Baykuş Virane Sever ‘de yer alan öykülerden Kayıp inci, Teyzem O Buhranlı Günleri Nasıl Atlattı, Emanet, Zürafa ve Rüyalı Öykü bölümlendirilmiş. Adını saydığım ilk dört öykü sayılarla bölümlendirilirken, Rüyalı Öykü başlıklarla bölümlendirilmiştir.(Pas- Yele- Geçit) Kitapta yer alan öyküler arasında diğerlerinden farklı bir anlatıma sahip olan Rüyalı Öykü bir düş perdesiyle örtülüdür, anlatım da aynı puslu, kesinlikten uzak bir söyleyişle işlemektedir. Eksiltili cümleler, anlatıcıdan başka kimselerin görmediği yaşlı kadın, bitmeyen duvarların örüldüğü garip yer, insanlara çimento yedirilen yasadışı bir çalışma kampı, inilen çukur… Okura geniş bir alan açan öykü, merak duygusunu taze tutarak ilerlemekte,  geniş çağrışım alanlarında gezdirmektedir.
Yolumu kaybedince, yoldaşımla birlikte, fabrika bahçelerini anımsatan bir yere girdim.
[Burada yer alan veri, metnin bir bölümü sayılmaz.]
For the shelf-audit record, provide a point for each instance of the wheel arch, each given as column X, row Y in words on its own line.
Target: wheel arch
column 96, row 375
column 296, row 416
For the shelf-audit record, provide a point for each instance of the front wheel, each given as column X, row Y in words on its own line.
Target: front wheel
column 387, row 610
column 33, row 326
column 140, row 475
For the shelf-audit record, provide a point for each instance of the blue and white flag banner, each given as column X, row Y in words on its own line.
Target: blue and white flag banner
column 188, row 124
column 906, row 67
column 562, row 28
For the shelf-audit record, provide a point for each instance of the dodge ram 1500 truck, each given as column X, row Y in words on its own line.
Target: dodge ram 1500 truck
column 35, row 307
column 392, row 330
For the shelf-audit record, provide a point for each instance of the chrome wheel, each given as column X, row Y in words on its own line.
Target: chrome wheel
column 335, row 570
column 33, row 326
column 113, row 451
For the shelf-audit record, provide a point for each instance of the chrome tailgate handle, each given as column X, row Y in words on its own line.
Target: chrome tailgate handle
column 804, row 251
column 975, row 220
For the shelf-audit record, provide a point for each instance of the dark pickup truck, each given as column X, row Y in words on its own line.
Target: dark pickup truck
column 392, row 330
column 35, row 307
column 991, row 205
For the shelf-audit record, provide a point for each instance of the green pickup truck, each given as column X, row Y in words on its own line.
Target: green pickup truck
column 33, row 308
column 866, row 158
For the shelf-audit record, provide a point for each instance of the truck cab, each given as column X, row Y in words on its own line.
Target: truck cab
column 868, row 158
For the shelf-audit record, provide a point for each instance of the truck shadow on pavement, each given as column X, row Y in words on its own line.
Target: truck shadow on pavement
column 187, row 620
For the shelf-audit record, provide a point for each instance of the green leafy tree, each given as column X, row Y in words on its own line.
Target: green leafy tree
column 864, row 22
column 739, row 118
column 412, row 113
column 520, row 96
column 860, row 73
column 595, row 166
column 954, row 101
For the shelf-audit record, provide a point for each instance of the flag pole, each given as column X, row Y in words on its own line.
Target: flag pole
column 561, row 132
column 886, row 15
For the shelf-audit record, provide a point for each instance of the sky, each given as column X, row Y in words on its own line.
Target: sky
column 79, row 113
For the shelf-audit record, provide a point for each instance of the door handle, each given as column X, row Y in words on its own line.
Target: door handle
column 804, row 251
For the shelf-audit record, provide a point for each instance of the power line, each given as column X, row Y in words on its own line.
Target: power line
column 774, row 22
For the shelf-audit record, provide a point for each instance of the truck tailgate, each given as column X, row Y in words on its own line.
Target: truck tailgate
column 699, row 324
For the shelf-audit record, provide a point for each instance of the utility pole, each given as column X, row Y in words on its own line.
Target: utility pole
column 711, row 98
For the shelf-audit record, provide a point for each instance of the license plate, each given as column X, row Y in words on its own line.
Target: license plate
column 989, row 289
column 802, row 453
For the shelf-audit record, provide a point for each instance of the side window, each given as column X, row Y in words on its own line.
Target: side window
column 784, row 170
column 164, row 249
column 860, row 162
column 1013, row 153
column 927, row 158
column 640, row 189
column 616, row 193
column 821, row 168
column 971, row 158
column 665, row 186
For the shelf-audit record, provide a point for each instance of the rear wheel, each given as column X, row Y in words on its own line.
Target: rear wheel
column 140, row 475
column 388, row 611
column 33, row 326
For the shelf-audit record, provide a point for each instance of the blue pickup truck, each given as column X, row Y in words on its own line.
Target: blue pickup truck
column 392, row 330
Girdikte yoldaşım tuhaf, şüpheli birine, bir işçiye, ya da bir mahkûma dönüştü.
Yazar yoldaşın bir işçi mi mahkûm mu olduğunu belirsizleştirerek öyküyü kesinlikten uzak tutmaktadır. Rüyalar mantık zincirinden uzak ilerleyişi öyküde de görülür. Bir söyleşide,

…Aslında yazarken kendi sesimi duymak, kendi gitmek istediğim atmosferi yakalamak isteyen, yazının sonunda ortaya ne çıkacağını düşünmekten ziyade yazarken bana ne kadar keyif verdiğiyle ilgilenen bir yazarım. Böyle olunca da bu türde bir dil ortaya çıkıyor. Aslında uzaktan bakınca dili bozmaya yönelik kasıtlı bir eylem gibi görünebilir ama öyle değil. Bu benim iç sesimin, bana ait üslubun bir yansıması olabilir ki ben şuna da inanıyorum, aslında kendi sesiyle yazmaya çabalayan herkeste bu tur dilsel özellikler vardır. Zaten edebiyatı da bunun için seviyoruz. Herkes kendi diliyle, kendi üslubuyla yazsın, söylesin diye…(Aydınlık Kitap Sayı 51) seslenen Faruk Duman, zengin anlatı dünyasına bir kez daha çağırıyor okuru. Öykünün büyülü kollarında, keyifli okumalar.

Şenay Eroğlu Aksoy

Bu yazı Notos Nisan- Mayıs 2013 Sayısında Yayımlanmıştır.